There has been a lot of interesting research recently in making large-batch training more feasible. The training time for ImageNet has now been reduced from weeks to minutes by using batches as large as 32K without sacrificing accuracy. The following methods are known to alleviate some of the problems described above:
- Scaling the learning rate 
The learning rate is multiplied by k, when the batch size is multiplied by k. However, this rule does not hold in the first few epochs of the training since the weights are changing rapidly. This can be alleviated by using a warm-up phase. The idea is to start with a small value of the learning rate and gradually ramp up to the linearly scaled value.
- Layer-wise adaptive rate scaling 
A different learning rate is used for each layer. A global learning rate is chosen and it is scaled for each layer by the ratio of the Euclidean norm of the weights to Euclidean norm of the gradients for that layer.
- Using regular SGD with momentum rather than Adam
Adam is known to make convergence faster and more stable. It is usually the default optimizer choice when training deep models. However, Adam seems to settle to less optimal minima, especially when using large batches. Using regular SGD with momentum, although more noisy than Adam, has shown improved generalization.
- Topologies also make a difference
In a previous blog post, my colleague Luke showed how using VGG16 instead of DenseNet121 considerably sped up the training for a model that identified thoracic pathologies from chest x-rays while improving area under ROC in multiple categories. Shallow models are usually easier to train, especially when using large batches.
Large-batch distributed training can significantly reduce training time but it comes with its own challenges. Improving generalization when using large batches is an active area of research, and as new methods are developed, the time to train a model will keep going down.

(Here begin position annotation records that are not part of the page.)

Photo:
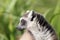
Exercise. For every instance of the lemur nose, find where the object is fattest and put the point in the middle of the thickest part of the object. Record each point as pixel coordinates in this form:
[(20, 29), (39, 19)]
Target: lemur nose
[(19, 28)]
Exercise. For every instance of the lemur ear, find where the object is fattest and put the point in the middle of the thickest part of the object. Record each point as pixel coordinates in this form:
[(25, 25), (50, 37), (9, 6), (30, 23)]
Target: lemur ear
[(33, 15)]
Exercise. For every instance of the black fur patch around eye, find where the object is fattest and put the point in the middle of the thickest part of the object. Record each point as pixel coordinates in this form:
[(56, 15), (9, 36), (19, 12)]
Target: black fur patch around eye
[(33, 15), (23, 22)]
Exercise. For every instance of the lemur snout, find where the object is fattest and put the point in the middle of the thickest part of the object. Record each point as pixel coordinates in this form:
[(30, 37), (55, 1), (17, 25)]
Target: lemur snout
[(19, 27)]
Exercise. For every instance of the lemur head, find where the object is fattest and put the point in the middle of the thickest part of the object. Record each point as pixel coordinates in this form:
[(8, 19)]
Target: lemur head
[(28, 18)]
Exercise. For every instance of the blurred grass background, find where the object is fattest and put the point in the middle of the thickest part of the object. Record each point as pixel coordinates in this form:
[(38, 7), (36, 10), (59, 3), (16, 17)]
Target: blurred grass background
[(11, 11)]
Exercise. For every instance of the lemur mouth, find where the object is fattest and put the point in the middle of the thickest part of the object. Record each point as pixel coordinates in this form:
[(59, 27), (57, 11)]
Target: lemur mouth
[(20, 29)]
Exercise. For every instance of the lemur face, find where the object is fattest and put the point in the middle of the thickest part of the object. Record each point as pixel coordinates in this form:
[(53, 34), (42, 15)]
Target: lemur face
[(26, 20)]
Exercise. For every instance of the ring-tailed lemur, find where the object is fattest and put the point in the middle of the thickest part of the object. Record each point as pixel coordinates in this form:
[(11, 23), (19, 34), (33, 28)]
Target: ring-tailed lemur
[(37, 26)]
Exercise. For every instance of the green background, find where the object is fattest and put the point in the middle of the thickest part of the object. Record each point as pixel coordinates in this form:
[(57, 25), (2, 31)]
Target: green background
[(11, 11)]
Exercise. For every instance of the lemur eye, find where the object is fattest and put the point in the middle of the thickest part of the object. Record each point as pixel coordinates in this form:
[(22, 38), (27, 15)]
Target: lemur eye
[(23, 22)]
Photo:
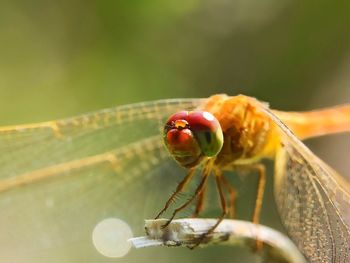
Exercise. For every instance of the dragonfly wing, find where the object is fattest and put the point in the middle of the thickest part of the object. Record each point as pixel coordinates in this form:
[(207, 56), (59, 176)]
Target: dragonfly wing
[(313, 200), (58, 180)]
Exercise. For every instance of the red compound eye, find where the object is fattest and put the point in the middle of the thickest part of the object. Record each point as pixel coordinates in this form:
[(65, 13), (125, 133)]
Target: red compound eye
[(190, 136)]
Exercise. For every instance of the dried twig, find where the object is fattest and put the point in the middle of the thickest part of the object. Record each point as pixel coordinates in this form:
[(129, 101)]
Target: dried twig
[(186, 232)]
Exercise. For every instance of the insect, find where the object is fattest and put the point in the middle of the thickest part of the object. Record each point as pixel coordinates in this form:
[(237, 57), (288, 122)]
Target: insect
[(59, 179)]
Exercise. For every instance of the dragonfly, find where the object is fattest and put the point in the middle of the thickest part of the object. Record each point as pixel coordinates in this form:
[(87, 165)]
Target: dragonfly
[(63, 181)]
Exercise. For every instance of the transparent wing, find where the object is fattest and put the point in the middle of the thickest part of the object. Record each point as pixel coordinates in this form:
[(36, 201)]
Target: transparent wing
[(59, 179), (313, 200)]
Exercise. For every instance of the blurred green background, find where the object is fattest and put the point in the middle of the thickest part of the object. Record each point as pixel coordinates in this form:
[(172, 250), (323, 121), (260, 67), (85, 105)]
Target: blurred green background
[(59, 59)]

- On large-batch training for deep learning: Generalization gap and sharp minima. Nitish Shirish Keskar, Dheevatsa Mudigere, Jorge Nocedal, Mikhail Smelyanskiy, and Ping Tak Peter. 2016. arXiv preprint arXiv:1609.04836.
- Accurate, large minibatch SGD: Training imagenet. Priya Goyal, Piotr Dollar, Ross Girshick, Pieter Noordhuis, Lukasz Wesolowski, Aapo Kyrola, Andrew Tulloch, Yangqing Jia, and Kaiming He. 2017. arXiv preprint arXiv:1706.02677.
- Large Batch Training of Convolutional Networks . Yang You, Igor Gitman, Boris Ginsburg. 2017. arXiv preprint arXiv:1708.03888.